One day I realized, after an intense crying, that I was close to my next period, I started looking and document all the symptoms and... just then it was clear as water, I read the testimony of the other women and it was like reading my own story. I ... I cried, I cried a lot. That day my life changed, it split in two because I knew that I was not crazy, that everything I suffered had an explanation and that I have an opportunity to find the solution and recover the lost time.

I started the search for a treatment; It was not easy The doctors in my country recommended me to see psychiatrists again, but this time I was sure that antidepressants and anxiolytics did not work for me. Looking for something new, I found a Chilean doctor who had been treating the syndrome for more than 30 years and I resolved with some concern to travel to Santiago and stay for two months to attend to the proposed treatment.
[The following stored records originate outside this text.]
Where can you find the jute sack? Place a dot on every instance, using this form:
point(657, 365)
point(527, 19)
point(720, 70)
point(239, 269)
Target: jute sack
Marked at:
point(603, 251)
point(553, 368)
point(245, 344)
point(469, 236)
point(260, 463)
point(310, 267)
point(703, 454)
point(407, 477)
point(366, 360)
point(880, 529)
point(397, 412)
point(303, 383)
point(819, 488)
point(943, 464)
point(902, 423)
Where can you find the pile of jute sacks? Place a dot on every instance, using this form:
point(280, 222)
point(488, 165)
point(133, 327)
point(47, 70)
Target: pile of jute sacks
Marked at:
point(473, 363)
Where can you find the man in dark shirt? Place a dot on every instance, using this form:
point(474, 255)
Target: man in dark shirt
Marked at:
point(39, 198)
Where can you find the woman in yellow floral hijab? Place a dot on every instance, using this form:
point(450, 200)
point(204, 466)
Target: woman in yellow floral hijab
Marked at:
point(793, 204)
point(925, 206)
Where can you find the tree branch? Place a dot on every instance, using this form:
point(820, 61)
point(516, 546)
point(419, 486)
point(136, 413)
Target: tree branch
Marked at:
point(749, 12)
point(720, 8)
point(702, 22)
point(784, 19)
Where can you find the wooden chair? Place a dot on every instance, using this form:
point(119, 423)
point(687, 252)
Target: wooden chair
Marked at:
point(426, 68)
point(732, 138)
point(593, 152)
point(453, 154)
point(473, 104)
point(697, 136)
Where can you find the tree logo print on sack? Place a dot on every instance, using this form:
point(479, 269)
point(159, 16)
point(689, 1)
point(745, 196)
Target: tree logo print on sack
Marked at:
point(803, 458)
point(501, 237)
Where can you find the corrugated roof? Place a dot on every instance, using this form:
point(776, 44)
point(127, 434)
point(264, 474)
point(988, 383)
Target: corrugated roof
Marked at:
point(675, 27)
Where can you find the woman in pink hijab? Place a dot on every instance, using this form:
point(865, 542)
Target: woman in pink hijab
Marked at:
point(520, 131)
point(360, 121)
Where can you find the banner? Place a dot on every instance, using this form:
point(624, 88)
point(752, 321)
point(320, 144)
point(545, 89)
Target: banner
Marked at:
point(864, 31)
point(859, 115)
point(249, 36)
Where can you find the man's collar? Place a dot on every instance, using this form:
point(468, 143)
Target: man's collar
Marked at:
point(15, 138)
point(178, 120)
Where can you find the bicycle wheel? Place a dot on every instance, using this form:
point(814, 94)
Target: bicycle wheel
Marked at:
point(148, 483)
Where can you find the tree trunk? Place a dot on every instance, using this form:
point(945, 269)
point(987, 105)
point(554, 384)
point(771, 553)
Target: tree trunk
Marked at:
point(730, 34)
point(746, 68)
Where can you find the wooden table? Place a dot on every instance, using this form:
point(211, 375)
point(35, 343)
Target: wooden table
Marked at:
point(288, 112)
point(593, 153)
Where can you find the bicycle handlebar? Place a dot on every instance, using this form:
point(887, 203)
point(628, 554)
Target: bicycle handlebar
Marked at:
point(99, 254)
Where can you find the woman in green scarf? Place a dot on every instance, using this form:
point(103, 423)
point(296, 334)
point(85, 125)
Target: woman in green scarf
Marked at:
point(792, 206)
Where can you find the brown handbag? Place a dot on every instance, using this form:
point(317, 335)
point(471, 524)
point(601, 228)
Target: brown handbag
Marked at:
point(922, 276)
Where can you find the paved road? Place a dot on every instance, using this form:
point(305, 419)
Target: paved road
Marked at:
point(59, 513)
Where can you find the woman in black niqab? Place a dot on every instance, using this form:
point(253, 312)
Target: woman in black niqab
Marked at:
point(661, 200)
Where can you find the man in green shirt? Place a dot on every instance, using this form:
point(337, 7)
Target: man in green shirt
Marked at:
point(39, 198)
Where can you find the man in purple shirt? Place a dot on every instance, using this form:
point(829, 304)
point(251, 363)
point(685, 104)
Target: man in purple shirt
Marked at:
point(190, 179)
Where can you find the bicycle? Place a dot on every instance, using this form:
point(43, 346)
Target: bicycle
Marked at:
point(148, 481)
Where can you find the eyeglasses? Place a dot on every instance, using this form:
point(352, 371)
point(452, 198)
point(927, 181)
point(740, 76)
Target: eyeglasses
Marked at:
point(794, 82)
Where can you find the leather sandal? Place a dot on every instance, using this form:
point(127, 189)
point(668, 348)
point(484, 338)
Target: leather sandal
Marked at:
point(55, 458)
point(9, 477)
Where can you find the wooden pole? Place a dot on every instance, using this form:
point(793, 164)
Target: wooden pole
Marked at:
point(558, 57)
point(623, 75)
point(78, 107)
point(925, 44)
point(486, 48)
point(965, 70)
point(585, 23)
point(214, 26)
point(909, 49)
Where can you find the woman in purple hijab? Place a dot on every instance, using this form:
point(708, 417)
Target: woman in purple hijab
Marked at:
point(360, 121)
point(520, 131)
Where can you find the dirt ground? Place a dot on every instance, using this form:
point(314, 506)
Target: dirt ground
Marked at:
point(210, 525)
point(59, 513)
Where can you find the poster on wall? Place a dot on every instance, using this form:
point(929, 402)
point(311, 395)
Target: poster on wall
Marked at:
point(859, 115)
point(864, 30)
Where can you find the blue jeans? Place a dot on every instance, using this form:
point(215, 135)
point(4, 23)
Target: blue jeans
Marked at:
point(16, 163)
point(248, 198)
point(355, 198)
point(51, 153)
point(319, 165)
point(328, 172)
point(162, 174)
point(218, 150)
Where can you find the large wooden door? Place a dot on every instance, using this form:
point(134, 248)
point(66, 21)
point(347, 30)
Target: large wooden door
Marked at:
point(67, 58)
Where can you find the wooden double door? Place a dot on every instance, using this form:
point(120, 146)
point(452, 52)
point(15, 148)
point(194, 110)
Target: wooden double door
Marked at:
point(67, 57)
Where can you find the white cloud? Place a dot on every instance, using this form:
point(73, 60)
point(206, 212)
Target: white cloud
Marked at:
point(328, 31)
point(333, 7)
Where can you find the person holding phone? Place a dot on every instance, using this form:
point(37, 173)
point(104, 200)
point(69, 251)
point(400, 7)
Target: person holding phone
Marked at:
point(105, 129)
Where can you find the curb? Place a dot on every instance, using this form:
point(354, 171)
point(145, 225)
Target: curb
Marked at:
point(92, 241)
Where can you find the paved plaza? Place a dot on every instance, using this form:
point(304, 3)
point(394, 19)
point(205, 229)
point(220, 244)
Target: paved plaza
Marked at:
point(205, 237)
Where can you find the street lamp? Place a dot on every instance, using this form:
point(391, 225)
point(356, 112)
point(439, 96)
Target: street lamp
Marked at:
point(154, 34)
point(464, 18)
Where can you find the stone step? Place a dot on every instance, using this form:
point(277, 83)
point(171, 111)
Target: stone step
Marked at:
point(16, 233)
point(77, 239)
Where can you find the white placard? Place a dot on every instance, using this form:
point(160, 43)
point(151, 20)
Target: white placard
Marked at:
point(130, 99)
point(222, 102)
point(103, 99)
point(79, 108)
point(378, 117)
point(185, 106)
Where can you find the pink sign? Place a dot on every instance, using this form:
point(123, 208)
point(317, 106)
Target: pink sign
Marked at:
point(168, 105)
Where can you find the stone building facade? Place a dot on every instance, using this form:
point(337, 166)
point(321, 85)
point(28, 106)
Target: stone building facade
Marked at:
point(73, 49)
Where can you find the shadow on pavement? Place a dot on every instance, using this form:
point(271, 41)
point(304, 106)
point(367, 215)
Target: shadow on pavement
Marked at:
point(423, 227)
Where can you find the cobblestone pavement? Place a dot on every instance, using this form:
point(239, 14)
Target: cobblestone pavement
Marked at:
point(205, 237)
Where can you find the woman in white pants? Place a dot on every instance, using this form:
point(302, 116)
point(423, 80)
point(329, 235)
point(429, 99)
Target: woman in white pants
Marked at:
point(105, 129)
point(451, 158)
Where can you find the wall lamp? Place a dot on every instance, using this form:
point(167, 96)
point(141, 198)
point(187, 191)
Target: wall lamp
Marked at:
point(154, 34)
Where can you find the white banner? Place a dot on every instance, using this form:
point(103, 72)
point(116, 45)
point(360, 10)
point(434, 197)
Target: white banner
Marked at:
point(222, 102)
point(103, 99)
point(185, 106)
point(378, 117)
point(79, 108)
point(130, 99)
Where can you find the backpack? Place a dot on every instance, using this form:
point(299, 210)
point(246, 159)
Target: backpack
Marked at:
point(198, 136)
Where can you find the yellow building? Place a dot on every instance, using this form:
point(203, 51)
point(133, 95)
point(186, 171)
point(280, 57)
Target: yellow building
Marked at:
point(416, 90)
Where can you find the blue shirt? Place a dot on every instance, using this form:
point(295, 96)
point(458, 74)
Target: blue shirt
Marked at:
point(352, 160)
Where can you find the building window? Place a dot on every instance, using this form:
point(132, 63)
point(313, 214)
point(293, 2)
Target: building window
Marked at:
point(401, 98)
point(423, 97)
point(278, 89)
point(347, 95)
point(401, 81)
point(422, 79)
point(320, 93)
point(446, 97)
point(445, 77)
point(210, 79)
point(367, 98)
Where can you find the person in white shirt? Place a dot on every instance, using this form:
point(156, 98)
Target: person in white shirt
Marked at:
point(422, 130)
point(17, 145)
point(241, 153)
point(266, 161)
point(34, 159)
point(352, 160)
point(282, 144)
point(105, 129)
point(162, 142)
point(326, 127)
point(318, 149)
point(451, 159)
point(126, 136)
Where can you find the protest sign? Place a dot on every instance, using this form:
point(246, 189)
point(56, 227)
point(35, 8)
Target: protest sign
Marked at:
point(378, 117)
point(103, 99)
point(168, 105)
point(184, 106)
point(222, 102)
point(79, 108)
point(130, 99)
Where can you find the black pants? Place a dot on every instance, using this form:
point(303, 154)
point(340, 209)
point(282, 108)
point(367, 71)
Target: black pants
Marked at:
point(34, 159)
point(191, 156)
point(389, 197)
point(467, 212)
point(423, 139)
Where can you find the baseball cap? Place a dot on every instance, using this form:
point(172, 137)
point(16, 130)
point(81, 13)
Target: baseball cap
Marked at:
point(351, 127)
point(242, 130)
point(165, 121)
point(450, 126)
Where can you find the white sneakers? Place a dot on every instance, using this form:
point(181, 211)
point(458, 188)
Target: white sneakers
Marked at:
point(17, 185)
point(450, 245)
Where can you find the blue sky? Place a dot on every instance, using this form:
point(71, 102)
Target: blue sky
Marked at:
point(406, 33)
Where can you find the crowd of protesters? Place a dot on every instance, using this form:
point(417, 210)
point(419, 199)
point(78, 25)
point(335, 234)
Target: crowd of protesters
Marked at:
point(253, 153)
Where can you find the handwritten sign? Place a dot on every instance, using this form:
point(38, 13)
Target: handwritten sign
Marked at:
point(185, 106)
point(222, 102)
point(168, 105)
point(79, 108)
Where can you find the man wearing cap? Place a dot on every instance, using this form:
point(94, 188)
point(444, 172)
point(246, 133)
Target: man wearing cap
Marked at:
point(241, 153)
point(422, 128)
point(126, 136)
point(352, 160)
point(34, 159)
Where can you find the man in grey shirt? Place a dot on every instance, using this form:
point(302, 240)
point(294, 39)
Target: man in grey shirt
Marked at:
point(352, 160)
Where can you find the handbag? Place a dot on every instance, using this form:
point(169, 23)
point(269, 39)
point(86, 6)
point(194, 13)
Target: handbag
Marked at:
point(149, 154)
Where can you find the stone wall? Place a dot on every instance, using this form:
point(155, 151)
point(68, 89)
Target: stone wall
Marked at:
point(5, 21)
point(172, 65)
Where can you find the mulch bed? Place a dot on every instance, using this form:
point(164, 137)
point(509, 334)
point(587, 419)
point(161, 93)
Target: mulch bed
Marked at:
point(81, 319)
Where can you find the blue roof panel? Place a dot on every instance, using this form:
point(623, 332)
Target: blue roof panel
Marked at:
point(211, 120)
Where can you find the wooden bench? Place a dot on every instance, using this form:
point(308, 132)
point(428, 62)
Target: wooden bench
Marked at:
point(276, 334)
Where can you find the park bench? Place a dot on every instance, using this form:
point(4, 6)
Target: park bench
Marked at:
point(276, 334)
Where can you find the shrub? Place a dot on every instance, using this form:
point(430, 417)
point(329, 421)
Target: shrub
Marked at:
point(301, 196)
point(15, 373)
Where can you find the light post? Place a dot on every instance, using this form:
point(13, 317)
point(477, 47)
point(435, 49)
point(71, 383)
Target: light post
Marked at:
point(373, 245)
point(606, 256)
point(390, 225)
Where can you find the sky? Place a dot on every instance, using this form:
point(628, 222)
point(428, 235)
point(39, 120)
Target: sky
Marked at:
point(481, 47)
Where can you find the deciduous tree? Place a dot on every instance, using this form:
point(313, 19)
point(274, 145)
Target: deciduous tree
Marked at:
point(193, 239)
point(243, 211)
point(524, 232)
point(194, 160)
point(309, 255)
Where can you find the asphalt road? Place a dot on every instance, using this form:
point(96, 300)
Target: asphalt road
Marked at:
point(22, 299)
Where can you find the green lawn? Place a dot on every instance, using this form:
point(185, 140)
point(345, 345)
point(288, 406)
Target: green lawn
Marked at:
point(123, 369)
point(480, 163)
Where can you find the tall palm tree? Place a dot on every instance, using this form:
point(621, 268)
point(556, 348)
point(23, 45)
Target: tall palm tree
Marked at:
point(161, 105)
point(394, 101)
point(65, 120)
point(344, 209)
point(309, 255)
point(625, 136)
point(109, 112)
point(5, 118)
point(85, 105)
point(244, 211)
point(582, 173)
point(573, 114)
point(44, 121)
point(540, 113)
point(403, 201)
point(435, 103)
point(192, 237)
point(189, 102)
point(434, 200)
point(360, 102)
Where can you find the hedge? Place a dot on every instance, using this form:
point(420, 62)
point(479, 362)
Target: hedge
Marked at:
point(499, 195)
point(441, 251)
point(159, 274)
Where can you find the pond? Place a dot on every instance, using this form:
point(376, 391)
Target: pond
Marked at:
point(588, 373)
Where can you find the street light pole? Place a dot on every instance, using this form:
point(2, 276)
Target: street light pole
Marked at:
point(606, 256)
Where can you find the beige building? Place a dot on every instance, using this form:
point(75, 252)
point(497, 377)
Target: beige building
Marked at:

Dr. Jorge Lolas is a Chilean gynecologist whose theory is that if the cervix presents inflammation or infection, it can affect the functioning of the uterus and the premenstrual syndrome becomes premenstrual dysphoric syndrome. Having a healthy uterus causes the symptoms of the syndrome to disappear and women can lead a totally normal life.

His treatment changed my life completely, it is been a year ago that I did it and today I can say that I am a new woman. Now I enjoy my life, I have the same problems but I face them differently, I am the mother that my daughter deserves.

I encourage women to love themselves, to eat well, to have a healthy life, but above all, since they have a clear diagnosis about the syndrome, to look for the mechanisms to achieve the quality of life they deserve.